Studying: Bachelor of Arts (Games and Interactivity)

Shedding some light on Earthlight

In an office just around the corner from Swinburne sits a team of game designers who have just returned from NASA.

Opaque Media are the creative minds behind Australia's new virtual reality game, Earthlight .

Emre Deniz, a swinburne Bachelor of Arts (Games and Interactivity) graduate has been keeping busy as the game's designer creative lead.

Earthlight is a virtual reality game that takes players through the training of a NASA astronaut, and then sends them out on missions at the International Space Station (ISS).

"Earthlight puts the player through the journey of what it takes to be an astronaut.
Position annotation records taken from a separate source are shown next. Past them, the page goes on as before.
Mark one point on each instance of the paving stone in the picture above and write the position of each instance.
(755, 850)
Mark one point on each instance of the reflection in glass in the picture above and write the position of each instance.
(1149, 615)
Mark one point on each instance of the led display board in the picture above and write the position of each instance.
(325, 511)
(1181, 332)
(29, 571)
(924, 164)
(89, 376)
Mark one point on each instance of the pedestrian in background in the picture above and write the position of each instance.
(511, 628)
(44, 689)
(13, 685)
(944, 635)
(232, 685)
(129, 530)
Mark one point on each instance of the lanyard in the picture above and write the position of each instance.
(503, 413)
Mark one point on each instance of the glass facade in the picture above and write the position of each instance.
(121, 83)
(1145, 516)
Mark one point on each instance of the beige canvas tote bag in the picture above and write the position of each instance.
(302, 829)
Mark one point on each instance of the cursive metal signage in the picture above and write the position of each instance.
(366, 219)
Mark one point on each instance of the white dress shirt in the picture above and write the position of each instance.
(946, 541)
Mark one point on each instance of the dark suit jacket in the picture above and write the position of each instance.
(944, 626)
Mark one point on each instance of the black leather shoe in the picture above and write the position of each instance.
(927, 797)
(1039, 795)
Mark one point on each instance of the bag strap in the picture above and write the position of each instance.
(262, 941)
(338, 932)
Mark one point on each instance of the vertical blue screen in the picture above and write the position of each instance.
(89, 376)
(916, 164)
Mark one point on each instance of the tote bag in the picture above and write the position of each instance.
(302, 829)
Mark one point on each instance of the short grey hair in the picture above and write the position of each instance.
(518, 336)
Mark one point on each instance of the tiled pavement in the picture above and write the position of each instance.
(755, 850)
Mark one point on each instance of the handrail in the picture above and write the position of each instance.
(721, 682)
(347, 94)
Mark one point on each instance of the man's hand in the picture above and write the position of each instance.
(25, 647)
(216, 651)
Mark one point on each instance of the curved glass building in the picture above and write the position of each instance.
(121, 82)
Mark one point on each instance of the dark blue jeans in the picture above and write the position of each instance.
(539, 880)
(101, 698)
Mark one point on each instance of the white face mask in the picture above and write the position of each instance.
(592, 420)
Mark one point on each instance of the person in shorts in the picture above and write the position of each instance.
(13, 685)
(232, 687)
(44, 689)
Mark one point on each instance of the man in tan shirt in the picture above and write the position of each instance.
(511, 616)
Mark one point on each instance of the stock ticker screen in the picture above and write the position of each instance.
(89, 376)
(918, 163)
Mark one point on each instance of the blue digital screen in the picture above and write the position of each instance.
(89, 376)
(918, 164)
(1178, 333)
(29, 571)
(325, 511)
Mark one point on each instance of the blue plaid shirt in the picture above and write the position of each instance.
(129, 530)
We want to create modules that have a perfect balance between game play and experience," says Emre.

"A lot of the skills you learn are translated skills from astronauts, because NASA actually uses virtual reality to train their astronauts."

Visiting NASA

The game has had so much hype the team were personally contacted by NASA and invited to tour the Johnson Space Center — a first for any Australian game designers.

"It was weird seeing private messages on my Reddit from NASA. We were invited to basically do a production tour and speak to staff. We learnt about missions and protocols, spoke with astronauts and got very intricate details such as the jingling sound of tools on a space suit," says Emre.

Although the visit allowed the team to get to the nitty gritty for the game, Emre believes the experience was something profound on a personal level.

"It's a form of validation for my work. As a game developer, seeing a simple idea send you walking through the ISS mock up at the Johnson Space Centre, makes your feel like your work ash value. No amount of money can get you that experience."

Changes of virtual reality

Virtual reality has some risks and the guys are doing all they can to combat these.

"Things like motion sickness can be controlled by frame rates, at 60 frames per second (fps) or lower, this is where motion sickness kicks in. We keep all our games at around 90 fps," says Emre.

Emre understand this is a make or break time for games that involve virtual reality.

"Virtual reality is essentially either at risk of becoming an industry bubble or it's going to be a substantial shift int he way we view and play games. It can go either way, but virtual reality is definitely here to stay."